In his opening speech, Kenyan President Uhuru Kenyatta declared that everyone must “care about these gifts God has given us”.
He added: “Thank you for your commitment to working to stop those who wish to kill our wildlife for profit. Thank you for caring about this precious planet.
"Because of what we can achieve together in the days, weeks and years to come, we are safeguarding nature’s greatest and most endangered species for our children, for their children, and for all those children yet to come.”
The African elephant, the world’s largest land mammal, faces extinction as poaching fuelled by demand for illicit ivory surges in Asian markets.

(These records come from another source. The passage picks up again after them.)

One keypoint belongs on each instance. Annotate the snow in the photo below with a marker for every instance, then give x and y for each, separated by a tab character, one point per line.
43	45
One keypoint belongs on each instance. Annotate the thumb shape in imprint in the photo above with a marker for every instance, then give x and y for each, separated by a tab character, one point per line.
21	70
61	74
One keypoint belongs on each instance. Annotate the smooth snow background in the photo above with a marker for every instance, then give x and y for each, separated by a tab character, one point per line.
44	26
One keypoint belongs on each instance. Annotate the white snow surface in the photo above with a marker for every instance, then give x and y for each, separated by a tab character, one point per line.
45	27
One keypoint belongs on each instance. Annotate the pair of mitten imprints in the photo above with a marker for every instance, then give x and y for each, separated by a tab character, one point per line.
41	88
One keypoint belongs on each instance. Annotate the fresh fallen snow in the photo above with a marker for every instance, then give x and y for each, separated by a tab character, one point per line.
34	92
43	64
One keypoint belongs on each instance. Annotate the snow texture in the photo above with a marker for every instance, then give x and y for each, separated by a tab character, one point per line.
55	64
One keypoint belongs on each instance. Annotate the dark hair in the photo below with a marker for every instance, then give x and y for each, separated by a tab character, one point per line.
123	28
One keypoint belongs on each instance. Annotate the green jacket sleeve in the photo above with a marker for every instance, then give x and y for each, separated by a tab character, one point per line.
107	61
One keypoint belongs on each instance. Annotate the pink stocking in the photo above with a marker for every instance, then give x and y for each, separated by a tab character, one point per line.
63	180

Between 20,000 and 33,000 elephants are killed every year across the continent.
At the two-day summit African heads of state will join other politicians, the UN, wildlife groups, scientists, and businesses as they seek ways to finance and conduct the battle against the poachers, and conserve the elephant population. President Ali Bongo of Gabon and Ugandan President Yoweri Museveni, also members of the Giants Club, addressed delegates this afternoon.
Among the announcements, Helen Clark, head of the United Nations Development Programme, will unveil a $60 million fund from the Global Environment Facility to combat the illegal wildlife trade in Africa. It will help rangers, local communities and other groups work together to protect the continent’s endangered species.
The British Army, which has a training base in Kenya, will commit to building a huge fence to protect farmers and their crops from being trampled by elephants.
Events will climax at 3pm tomorrow with the burning in Nairobi of Kenya’s entire stockpile of seized ivory. More than 105 tonnes — eight times more than has ever before been destroyed at once — will go up in flames at a ceremony attended by thousands of people. At the same time, more than a tonne of rhino horn will be destroyed.
Max Graham, founder and chief executive of Space for Giants, implementation charity of the Giants Club, said: “These two days see all the people who need to be together to accelerate progress on elephant protection to-gether in one place: Africa’s leaders, conservationists, philanthropists and investors, and people with the influence to bring others to our side.
“That is what makes this event so special — and will help secure elephants and the landscapes across which they roam forever.”
The Giants Club was founded by the Presidents of Kenya, Gabon, Uganda and Botswana, and Evening Standard proprietor Evgeny Lebedev, the patron of Space for Giants and the Giants Club. It was created to unite African governments, businesses and conservationists to find a solution to the poaching crisis and assist in the implementation of the Elephant Protection Initiative.